En las fotos y en la pantalla se lo adivina coqueto, siempre prolijo en apariencia y actitud, exigente, pero amigable. Una personalidad perfecta para lidiar con la alta exposición. "No soy tan prolijo como creen", asegura, mientras muestra en redes otra de sus pasiones, una nutrida colección de muñecos de Star Wars, Pokémon y Legos que arrancó hace años, al llegar a Buenos Aires. "Pasa que vivo disfrazado: entro al hotel en jogging y me pongo el uniforme, voy al canal y me visten. Igual, sí, algo hay ahí: soy rompepelotas con los perfumes; las zapatillas y las mochilas son mi debilidad. Si uso un jogging y una remera, busco que sean los mejores. Creo que soy coqueto a mi manera. Toda esta exposición sucedió de manera muy rápida: ayer estaba mirando a Osvaldo en Utilísima y hoy me están mirando a mí. En la intimidad, soy más de quedarme en casa, disfruto estar ahí. Ahora en verano, que hace 40 °C, me encierro con el aire acondicionado y soy feliz. Mi semana habitual es siempre una vorágine, el único día que realmente descanso es el domingo".

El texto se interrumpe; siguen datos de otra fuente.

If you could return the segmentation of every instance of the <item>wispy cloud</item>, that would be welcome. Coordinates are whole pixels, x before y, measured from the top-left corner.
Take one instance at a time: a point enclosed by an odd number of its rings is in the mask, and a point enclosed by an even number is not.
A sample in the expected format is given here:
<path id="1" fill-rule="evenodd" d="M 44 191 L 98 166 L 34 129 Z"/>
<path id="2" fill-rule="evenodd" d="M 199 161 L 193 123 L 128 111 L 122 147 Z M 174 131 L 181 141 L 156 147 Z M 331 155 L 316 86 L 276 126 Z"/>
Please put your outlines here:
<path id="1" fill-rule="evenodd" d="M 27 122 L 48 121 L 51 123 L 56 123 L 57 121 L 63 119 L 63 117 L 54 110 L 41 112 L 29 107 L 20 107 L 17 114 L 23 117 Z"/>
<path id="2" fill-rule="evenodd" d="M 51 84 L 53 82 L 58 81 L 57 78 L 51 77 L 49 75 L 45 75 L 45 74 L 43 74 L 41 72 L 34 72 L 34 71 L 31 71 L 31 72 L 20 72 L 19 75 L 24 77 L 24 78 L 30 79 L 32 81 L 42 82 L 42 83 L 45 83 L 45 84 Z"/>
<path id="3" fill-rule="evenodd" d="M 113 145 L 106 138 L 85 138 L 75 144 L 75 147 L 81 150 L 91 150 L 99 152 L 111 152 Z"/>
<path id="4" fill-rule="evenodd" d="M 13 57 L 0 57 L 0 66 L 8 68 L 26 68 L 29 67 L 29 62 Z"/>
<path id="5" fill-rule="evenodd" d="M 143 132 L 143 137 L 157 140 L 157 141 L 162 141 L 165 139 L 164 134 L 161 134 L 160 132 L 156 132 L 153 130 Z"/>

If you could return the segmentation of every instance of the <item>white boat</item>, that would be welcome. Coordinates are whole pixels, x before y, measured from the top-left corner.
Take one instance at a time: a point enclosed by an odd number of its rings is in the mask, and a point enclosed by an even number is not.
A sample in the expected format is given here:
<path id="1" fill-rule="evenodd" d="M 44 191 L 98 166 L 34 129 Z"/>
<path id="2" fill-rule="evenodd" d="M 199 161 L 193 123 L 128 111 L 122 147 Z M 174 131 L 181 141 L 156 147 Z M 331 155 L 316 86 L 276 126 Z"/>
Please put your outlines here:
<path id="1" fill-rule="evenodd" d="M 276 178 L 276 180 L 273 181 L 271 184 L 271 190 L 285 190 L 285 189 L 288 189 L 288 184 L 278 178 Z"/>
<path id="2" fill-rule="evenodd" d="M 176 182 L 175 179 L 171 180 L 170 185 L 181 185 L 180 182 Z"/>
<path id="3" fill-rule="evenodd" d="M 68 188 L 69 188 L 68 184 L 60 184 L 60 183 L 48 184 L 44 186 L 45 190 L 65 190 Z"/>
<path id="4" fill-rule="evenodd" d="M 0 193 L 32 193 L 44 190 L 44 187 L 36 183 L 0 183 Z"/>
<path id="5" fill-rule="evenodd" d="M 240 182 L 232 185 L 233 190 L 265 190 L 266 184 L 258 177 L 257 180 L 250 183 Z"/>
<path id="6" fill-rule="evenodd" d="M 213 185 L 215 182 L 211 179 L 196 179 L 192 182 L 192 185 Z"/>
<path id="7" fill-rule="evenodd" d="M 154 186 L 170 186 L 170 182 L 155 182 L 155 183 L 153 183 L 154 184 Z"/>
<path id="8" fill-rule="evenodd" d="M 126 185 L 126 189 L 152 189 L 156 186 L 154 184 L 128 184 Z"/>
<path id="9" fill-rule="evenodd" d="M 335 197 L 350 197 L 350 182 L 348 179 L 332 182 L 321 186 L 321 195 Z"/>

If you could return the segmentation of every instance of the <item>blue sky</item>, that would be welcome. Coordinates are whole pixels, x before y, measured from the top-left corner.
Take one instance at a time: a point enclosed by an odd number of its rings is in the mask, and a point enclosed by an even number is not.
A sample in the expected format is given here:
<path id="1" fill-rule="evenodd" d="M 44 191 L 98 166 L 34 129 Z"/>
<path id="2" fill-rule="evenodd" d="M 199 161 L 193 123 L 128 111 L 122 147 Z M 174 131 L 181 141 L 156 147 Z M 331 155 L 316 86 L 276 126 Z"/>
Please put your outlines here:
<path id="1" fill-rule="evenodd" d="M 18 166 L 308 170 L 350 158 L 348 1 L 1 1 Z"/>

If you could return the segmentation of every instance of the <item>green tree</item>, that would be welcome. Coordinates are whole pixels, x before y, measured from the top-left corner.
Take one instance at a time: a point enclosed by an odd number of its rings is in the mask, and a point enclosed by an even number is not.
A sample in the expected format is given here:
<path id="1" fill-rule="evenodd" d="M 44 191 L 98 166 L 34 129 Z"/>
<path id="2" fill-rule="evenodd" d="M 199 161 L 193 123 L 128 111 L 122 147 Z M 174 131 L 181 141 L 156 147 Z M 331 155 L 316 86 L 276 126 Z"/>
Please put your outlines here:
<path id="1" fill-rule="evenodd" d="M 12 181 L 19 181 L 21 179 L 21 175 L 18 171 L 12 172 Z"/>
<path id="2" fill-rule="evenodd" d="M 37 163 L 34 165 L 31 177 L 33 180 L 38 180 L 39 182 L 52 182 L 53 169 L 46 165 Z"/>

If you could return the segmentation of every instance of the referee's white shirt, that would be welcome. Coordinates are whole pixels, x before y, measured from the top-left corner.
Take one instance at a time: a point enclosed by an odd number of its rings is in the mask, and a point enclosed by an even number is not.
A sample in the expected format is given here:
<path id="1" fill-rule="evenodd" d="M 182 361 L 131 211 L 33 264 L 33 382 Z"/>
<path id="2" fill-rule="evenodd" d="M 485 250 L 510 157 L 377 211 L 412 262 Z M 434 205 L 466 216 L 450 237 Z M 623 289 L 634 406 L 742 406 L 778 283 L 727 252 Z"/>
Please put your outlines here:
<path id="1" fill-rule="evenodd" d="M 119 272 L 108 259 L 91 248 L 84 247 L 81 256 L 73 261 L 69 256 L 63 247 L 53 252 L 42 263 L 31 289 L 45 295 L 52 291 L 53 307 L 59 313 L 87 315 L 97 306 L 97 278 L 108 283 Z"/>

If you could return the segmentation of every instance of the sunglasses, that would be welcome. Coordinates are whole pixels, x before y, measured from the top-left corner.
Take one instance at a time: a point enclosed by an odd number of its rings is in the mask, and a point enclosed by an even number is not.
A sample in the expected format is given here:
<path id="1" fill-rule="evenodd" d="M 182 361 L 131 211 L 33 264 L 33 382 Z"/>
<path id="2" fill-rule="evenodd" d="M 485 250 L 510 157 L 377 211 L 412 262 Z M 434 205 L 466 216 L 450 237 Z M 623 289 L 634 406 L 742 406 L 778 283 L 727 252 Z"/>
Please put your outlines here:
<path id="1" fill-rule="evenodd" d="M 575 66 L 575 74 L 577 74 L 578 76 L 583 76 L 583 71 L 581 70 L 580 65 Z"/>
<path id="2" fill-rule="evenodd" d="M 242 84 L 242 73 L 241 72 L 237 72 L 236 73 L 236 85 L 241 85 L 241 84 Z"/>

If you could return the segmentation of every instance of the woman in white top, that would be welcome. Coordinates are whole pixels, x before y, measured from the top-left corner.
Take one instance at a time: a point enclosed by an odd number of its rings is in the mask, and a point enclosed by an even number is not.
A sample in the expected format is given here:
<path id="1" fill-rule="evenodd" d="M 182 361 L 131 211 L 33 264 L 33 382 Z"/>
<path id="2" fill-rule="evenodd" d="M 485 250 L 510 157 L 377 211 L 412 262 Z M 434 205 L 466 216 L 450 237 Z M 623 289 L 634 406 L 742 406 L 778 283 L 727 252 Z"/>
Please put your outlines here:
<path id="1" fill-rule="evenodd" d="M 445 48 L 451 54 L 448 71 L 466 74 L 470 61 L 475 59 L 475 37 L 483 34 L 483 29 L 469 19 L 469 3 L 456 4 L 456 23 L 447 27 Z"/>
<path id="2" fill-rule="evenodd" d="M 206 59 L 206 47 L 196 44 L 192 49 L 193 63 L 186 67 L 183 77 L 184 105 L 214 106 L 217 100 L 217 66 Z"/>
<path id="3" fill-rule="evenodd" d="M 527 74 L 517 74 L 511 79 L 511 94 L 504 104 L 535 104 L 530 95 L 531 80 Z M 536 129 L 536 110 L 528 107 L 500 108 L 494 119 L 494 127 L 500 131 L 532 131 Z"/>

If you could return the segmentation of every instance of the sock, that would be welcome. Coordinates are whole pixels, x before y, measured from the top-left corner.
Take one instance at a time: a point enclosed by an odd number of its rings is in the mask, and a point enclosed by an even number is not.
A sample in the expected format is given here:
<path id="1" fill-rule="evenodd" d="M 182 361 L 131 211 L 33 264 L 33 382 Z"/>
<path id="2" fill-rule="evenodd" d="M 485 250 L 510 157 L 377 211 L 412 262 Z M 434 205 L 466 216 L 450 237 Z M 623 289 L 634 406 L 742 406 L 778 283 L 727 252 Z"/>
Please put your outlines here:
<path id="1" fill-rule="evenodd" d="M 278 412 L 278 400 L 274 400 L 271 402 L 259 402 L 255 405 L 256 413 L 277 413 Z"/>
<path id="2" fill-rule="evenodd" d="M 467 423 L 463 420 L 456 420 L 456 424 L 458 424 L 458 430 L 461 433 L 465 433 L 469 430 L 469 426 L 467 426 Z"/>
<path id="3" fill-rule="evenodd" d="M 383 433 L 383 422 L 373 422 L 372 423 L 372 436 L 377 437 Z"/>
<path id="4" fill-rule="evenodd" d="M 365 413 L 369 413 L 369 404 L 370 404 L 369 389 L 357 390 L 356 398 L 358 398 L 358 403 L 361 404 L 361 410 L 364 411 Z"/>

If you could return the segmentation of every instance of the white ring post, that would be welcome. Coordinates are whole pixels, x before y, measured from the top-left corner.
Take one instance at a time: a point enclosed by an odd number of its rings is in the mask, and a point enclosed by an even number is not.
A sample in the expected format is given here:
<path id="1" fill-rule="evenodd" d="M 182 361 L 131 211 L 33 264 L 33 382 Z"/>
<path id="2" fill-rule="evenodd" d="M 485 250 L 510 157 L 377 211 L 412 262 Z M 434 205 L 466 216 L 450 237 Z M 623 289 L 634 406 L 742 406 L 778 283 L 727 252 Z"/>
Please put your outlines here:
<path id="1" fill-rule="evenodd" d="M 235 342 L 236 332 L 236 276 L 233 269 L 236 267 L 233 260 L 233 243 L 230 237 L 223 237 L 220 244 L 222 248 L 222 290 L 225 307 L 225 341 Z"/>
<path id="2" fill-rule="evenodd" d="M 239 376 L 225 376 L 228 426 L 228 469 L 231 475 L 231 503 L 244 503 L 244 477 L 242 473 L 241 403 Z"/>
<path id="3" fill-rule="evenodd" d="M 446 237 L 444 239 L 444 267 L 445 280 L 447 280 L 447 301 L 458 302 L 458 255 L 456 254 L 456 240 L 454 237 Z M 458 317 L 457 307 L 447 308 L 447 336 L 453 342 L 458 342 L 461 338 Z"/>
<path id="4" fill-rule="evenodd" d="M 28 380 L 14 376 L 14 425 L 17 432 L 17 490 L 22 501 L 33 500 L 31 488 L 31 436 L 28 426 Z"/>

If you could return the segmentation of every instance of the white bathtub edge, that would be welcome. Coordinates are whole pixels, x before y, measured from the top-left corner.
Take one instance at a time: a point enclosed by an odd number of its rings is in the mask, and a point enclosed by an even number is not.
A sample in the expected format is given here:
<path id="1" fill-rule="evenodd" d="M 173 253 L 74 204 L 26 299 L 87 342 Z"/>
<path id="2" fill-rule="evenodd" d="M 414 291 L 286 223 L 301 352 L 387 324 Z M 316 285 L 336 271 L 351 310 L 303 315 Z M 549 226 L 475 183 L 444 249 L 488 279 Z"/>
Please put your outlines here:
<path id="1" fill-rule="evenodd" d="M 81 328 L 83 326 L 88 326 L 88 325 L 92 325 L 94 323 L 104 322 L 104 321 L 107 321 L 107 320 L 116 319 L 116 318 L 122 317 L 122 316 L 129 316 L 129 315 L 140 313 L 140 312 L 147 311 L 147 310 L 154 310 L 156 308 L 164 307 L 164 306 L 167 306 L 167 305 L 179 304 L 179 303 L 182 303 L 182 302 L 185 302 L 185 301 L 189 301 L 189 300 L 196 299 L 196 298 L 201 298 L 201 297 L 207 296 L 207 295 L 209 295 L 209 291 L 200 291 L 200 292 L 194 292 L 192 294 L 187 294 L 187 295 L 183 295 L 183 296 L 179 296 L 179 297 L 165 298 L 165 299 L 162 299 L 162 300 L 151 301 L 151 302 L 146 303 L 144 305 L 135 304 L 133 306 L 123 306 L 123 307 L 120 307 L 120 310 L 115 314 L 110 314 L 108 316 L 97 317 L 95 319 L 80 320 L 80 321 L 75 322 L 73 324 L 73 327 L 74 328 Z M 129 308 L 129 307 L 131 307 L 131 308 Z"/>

–Las cocinas suelen ser lugares de mucha tensión y exigencia, ¿sos de enojarte en el trabajo?
–No, y si lo hago es por muy corto tiempo. Es algo que saqué de mi mamá... también de mi papá, pero más de mi mamá. Yo hablo con todos, si pasa un perro por la calle seguro le hablo. Y la hotelería me terminó de dar eso; cuando sos un poco amable de base, estar en un hotel termina de setearte así. Las personas que trabajan conmigo lo saben. En ese sentido, no soy una persona compleja. Al contrario, soy fácil de leer. Y lo disfruto un montón. Para la hostilidad, ya está el mundo exterior.
–Una pregunta capciosa: ¿qué te gustó más estar en Bake Off o en MasterChef?
–Tengo el corazón dividido. Bake Off fue el inicio de todo, trata de mi pasión que es la pastelería, que la gente la conozca. Además, lo grabamos antes de la pandemia, cuando estábamos más libres, podíamos estar más cerca de los participantes, sin lavarnos las manos todo el tiempo. MasterChef es otra cosa, es un programa diario con una exigencia distinta, donde, aparte, al arrancar no conocía tanto a mis cojurados. Pero me gusta todo. Este año estamos estrenando la tercera temporada de Bake Off y me pone muy feliz reencontrarme con Paula Chaves, Pamela y Christophe. Y hoy la paso muy bien en MasterChef, hablo mucho con Donato y Germán, son largas horas de trabajo y aun así llego contento a casa.
–Mirando hacia atrás: ¿en qué momento sentís que tomaste esa decisión clave que te llevó a estar acá?
–Cuando me vine a Buenos Aires. No haber tenido miedo, animarme a estudiar lo que quería, eso es algo me marcó y doy gracias a dios. Y amo esta ciudad. En hotelería, es fácil viajar a otro destino, sé que afuera ganaría más dinero, pero acá está la gente que quiero y estoy convencido de que podemos hacer cosas brillantes sin necesidad de mirar tanto hacia afuera.
–Sos una persona apegada a la idea de familia... ¿Estás en pareja?
–Ahora no. Son etapas. La de ahora es esta, estoy solo, enfocado en el trabajo. He tenido parejas y la pasé bien. Tengo grandes amigos que para mí también son familia. Y no sufro la soledad. Estar con alguien es dedicarse a esa otra persona y hay momentos en que eso no se puede hacer.
–Si tuvieras que elegir un plato, ¿cuál sería?
–La pizza. Me encanta. Y mi combinación preferida, me van a odiar, es la de jamón y ananá. La pido mucho en Los Maestros. Ahora también me encanta la de mortadela que prepara Donato. Y en el Hyatt saben de mis gustos: todas las semanas hacemos un "casual Friday" y, desde la cocina, me miman con pizza de masa madre.